Besides academics, prospective medical students must also willingly participate in extracurricular activities. Medical schools only accept all-around students who have a passion for and commitment to serve the community and an inner drive to learn—such as volunteering to work in a hospital, a medical research laboratory, or securing an internship in a clinical setting. However, your extracurricular activities must also depict your authenticity and passion for personal goals.
Prepare for the MCAT and Take It Early
The medical college admission test (MCAT) is a standardized, multiple-choice, computer-based exam that prospective medical students are expected to take for admission to medical schools in the USA and Canada. It is a standard measure for comparing the qualifications and preparedness of applicants.
The MCAT compares students on a standard scale regardless of social or academic background. MCAT test results speak a mouthful about an applicant’s personality and are extensively scrutinized by medical schools. A higher MCAT score will impact your application positively.
The MCAT is a series of questions that aim to test an applicant’s knowledge of the major subjects they will likely encounter in medical school. Besides content knowledge, applicants must apply the knowledge appropriately, possess critical analysis skills, and apply reasoning to solutions.
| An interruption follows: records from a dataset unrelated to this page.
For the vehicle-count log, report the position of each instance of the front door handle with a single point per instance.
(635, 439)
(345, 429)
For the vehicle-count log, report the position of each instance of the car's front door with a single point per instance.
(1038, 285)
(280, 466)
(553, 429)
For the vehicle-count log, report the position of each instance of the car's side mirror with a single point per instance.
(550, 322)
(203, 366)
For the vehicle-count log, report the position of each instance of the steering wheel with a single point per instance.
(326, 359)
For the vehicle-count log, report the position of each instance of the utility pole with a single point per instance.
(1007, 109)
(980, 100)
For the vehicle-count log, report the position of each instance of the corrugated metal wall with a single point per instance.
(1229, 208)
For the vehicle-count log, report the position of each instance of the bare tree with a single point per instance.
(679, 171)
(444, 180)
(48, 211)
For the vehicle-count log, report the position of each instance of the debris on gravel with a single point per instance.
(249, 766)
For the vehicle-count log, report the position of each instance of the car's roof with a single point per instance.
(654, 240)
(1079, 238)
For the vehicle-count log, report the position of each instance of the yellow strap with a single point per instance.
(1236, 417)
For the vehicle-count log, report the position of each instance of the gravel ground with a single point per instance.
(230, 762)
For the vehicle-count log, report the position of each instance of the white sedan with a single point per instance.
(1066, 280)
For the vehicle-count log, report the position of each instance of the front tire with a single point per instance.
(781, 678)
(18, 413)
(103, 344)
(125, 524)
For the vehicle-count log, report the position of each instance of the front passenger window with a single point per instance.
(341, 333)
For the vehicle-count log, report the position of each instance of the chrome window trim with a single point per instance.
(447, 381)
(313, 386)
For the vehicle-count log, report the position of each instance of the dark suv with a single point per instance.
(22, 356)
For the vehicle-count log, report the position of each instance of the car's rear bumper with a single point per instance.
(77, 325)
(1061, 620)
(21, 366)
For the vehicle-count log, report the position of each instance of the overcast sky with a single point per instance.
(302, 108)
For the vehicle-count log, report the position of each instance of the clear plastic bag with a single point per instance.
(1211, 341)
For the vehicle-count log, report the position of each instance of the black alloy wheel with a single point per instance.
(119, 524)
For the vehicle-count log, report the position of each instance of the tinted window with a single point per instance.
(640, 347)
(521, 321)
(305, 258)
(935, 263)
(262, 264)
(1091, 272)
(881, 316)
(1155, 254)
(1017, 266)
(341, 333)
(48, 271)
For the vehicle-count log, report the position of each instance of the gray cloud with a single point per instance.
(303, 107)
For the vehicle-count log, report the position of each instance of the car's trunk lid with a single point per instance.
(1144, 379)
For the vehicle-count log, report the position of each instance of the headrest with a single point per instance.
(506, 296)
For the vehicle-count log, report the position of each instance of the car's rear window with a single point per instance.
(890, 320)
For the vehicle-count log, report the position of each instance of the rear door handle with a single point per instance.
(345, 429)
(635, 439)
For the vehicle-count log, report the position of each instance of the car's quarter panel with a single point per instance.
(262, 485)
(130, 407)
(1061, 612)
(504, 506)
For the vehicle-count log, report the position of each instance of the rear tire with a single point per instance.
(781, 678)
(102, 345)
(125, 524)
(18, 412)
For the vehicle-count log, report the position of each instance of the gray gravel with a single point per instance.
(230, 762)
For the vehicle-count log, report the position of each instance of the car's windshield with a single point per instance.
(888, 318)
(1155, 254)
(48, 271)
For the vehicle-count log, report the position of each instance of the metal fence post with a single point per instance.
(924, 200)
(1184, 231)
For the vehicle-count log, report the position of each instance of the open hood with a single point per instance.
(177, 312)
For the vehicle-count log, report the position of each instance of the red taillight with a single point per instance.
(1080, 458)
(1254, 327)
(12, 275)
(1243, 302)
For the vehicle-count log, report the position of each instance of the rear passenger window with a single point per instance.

Here are some tips to help you prepare for the MCAT:
- Understand that subjects are not tested independently.
- The test is more about critical analysis and reasoning to achieve optimum results.
- It is not about content mastery, but rather application.
Pre-meds who are well prepared for the MCAT should check the 2020 MCAT test dates to ensure they are not left out of this year’s schedule.
Do Your Research Before You Apply
All medical schools are not the same. They are guided by different values, principles, and missions. As such, you will need to research the potential schools to which you will be applying. Comprehensive research should cater to environment factors, costs, and other issues related to your academic life. Also, you must take into account the availability of your preferred specialty for the final year of your studies in the potential school.
Although the cost is a determining factor in the school you apply for, there are other important factors that you should consider. For example, you should find schools where you will experience an excellent learning environment—a place where you will feel wanted and welcome.
Additionally, it is important to know that different medical schools have varied admissions processes, some of which require you to attend several interviews and make various submissions before you are accepted.
Applying for admission to a medical school is a journey that can only be accomplished by passionate individuals. Though quite demanding, it can still be a straightforward adventure with the right mindset and adequate preparation. Pre-meds applying to medical schools should start the process during the undergrad years, prepare for the MCAT adequately, and only take the test when sufficiently ready. All medical schools are not the same, and personal research is an indispensable tool in choosing between prospective schools.